2. To what extent is increasing the interception powers effective and necessary?

The Committee considers it a shortcoming that up to the present there has been almost no debate on the necessity of increasing the powers of the services. The main focus of the debate is placed too readily on the lawfulness of the acts of the services and less on the efficiency or effectiveness of the interception powers. The discussion may thus never go beyond the finding that nowadays 90 percent of communications goes via the cable and that therefore the ‘traditional’ power of untargeted interception of satellite communications (the remaining ten percent) is no longer enough. But can this finding alone and by itself carry the conclusion that the powers of the services must be increased? Is it not necessary, before one can come to this conclusion, to have a picture of the effectiveness and/or the lack thereof of the existing powers? On the international level, too, this is a question which continues to be a matter of concern, without however eliciting any definite answers. The starting point should be that it must first be convincingly demonstrated that new powers are necessary because the present powers are insufficient before considering an increase of the statutory powers. The test of effectiveness also finds support in the test of legitimacy which article 8 of the European Convention on Human Rights prescribes for reasons of privacy protection. This test must not only assess the damage to national security that will be prevented, but also the harm that the powers of interception will cause to individual persons.

3. How can the privacy of innocent citizens be protected as much as possible?

The government wishes to increase the powers of untargeted interception. This means that the services will on a larger scale intercept communications of persons who are not targets of the intelligence and security services. This calls for additional obligations and safeguards. In spite of being untargeted, the interception should be ‘targeted’ as much as is possible. The data should be filtered right from the first phase of interception. The separation of relevant and non-relevant communications should be made as soon as possible after interception. Storage periods of non-relevant communications must be short and must be specifically laid down by law. Destruction of such communications should mean that the data is really and definitely destroyed. And access and use of the intercepted data must be made subject to conditions and restricted by both organisational and technical means.

4. What are the minimum requirements that must apply to the oversight of the (increased) powers of interception?

The Dessens evaluation committee makes the increase of powers conditional on reinforced oversight. It recommends in particular that the Committee’s findings of lawfulness or unlawfulness must be given binding force. The government is explicitly not following this recommendation.
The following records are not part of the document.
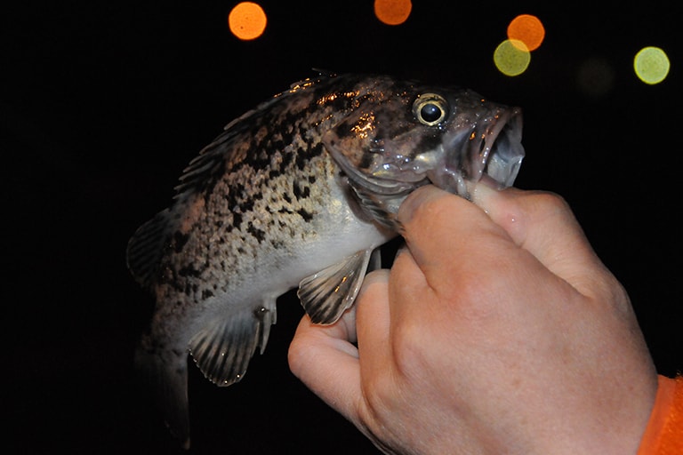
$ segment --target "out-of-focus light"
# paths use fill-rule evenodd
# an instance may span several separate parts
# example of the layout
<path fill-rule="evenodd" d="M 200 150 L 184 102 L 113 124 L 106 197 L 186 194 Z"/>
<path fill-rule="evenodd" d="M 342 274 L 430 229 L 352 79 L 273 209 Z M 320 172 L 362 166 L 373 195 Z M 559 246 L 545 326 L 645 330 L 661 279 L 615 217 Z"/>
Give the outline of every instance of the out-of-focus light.
<path fill-rule="evenodd" d="M 535 51 L 545 38 L 543 24 L 536 16 L 519 14 L 508 25 L 508 39 L 518 40 L 526 46 L 526 51 Z"/>
<path fill-rule="evenodd" d="M 253 2 L 242 2 L 235 5 L 228 15 L 230 31 L 239 39 L 248 41 L 256 39 L 266 29 L 266 13 L 259 4 Z"/>
<path fill-rule="evenodd" d="M 505 76 L 519 76 L 531 62 L 531 52 L 526 45 L 518 40 L 506 39 L 495 48 L 494 63 Z"/>
<path fill-rule="evenodd" d="M 387 25 L 399 25 L 410 16 L 410 0 L 374 0 L 374 15 Z"/>
<path fill-rule="evenodd" d="M 669 74 L 671 62 L 662 49 L 649 46 L 644 47 L 633 59 L 633 69 L 636 76 L 645 84 L 659 84 Z"/>

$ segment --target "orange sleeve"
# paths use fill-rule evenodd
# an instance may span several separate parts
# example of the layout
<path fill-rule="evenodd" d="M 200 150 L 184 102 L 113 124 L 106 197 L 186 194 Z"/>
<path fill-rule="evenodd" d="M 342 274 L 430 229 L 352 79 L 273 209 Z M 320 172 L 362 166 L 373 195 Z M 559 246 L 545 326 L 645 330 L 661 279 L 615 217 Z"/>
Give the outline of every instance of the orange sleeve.
<path fill-rule="evenodd" d="M 683 454 L 683 376 L 659 376 L 657 396 L 638 455 Z"/>

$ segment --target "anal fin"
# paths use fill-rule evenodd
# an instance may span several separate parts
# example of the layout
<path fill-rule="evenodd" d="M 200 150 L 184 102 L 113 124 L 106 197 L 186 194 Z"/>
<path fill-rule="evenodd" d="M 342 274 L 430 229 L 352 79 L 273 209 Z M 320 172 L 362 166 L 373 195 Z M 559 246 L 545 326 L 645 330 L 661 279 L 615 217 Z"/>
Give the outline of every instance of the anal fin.
<path fill-rule="evenodd" d="M 145 347 L 135 352 L 135 364 L 150 386 L 155 402 L 171 434 L 189 449 L 188 354 L 184 350 L 157 351 Z"/>
<path fill-rule="evenodd" d="M 358 251 L 301 280 L 297 295 L 314 323 L 334 323 L 353 305 L 371 253 L 372 250 Z"/>

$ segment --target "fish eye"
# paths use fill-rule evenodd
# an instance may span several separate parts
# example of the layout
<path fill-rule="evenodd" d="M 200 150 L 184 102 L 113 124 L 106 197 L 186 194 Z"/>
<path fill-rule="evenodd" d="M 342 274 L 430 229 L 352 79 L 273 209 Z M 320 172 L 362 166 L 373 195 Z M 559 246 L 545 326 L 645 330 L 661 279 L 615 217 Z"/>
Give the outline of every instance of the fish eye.
<path fill-rule="evenodd" d="M 442 123 L 447 114 L 448 103 L 436 93 L 423 93 L 413 103 L 413 115 L 428 126 Z"/>

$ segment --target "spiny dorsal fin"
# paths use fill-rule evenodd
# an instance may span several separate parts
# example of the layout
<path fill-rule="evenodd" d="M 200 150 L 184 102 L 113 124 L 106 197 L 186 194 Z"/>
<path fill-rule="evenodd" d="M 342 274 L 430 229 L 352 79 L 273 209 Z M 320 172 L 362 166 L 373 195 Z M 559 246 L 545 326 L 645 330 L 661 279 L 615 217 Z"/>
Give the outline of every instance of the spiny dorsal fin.
<path fill-rule="evenodd" d="M 128 269 L 142 287 L 149 289 L 157 278 L 164 247 L 169 238 L 170 211 L 158 212 L 153 219 L 138 228 L 125 251 Z"/>
<path fill-rule="evenodd" d="M 372 250 L 358 251 L 301 280 L 297 295 L 314 323 L 334 323 L 353 305 L 371 253 Z"/>
<path fill-rule="evenodd" d="M 256 347 L 266 347 L 276 322 L 275 301 L 216 319 L 189 341 L 189 353 L 204 375 L 218 386 L 242 380 Z"/>

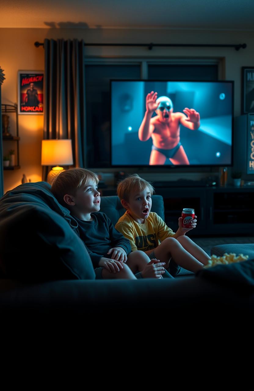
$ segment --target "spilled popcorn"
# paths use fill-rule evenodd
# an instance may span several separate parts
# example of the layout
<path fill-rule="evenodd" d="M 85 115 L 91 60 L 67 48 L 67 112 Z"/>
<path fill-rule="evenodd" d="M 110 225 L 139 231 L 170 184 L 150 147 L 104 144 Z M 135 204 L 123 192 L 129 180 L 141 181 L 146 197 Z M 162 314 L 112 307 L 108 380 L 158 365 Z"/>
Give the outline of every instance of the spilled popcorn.
<path fill-rule="evenodd" d="M 225 253 L 222 256 L 212 255 L 211 259 L 208 261 L 208 265 L 206 265 L 204 267 L 211 267 L 212 266 L 215 266 L 216 265 L 229 265 L 235 262 L 246 261 L 249 258 L 249 255 L 243 255 L 242 254 L 240 254 L 236 256 L 236 254 L 233 253 L 231 253 L 230 254 Z"/>

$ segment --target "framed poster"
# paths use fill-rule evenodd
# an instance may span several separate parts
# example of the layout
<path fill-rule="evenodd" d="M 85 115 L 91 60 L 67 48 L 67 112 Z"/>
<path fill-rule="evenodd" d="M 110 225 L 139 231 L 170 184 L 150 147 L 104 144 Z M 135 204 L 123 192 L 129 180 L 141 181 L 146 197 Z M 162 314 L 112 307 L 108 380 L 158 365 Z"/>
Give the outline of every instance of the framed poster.
<path fill-rule="evenodd" d="M 242 114 L 254 113 L 254 66 L 242 66 Z"/>
<path fill-rule="evenodd" d="M 43 114 L 44 73 L 41 71 L 18 72 L 18 113 Z"/>

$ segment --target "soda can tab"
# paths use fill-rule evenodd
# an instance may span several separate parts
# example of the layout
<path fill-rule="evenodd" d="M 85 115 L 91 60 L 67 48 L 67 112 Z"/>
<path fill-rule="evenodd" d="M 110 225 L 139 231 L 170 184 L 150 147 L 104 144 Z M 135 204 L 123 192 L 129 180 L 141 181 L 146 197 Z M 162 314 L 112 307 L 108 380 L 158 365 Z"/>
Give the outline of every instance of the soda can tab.
<path fill-rule="evenodd" d="M 191 228 L 195 211 L 191 208 L 184 208 L 182 212 L 182 228 Z"/>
Notably, it puts its faith in broadening the scope of the current requirements that the ministers responsible for the performance of their tasks by the services must themselves grant permission for interception, and not in strengthening independent assessment of applications. The position and powers of the Committee are strengthened only in the field of complaints handling. International judgments appear to indicate, however, that this does not suffice to meet human rights standards in the area of privacy protection. In order to settle the issue the Committee has commissioned Leiden University to conduct a scientific study of the minimum requirements set by international law on oversight in this field. The results of the study will be published on the Committee’s website in May 2015.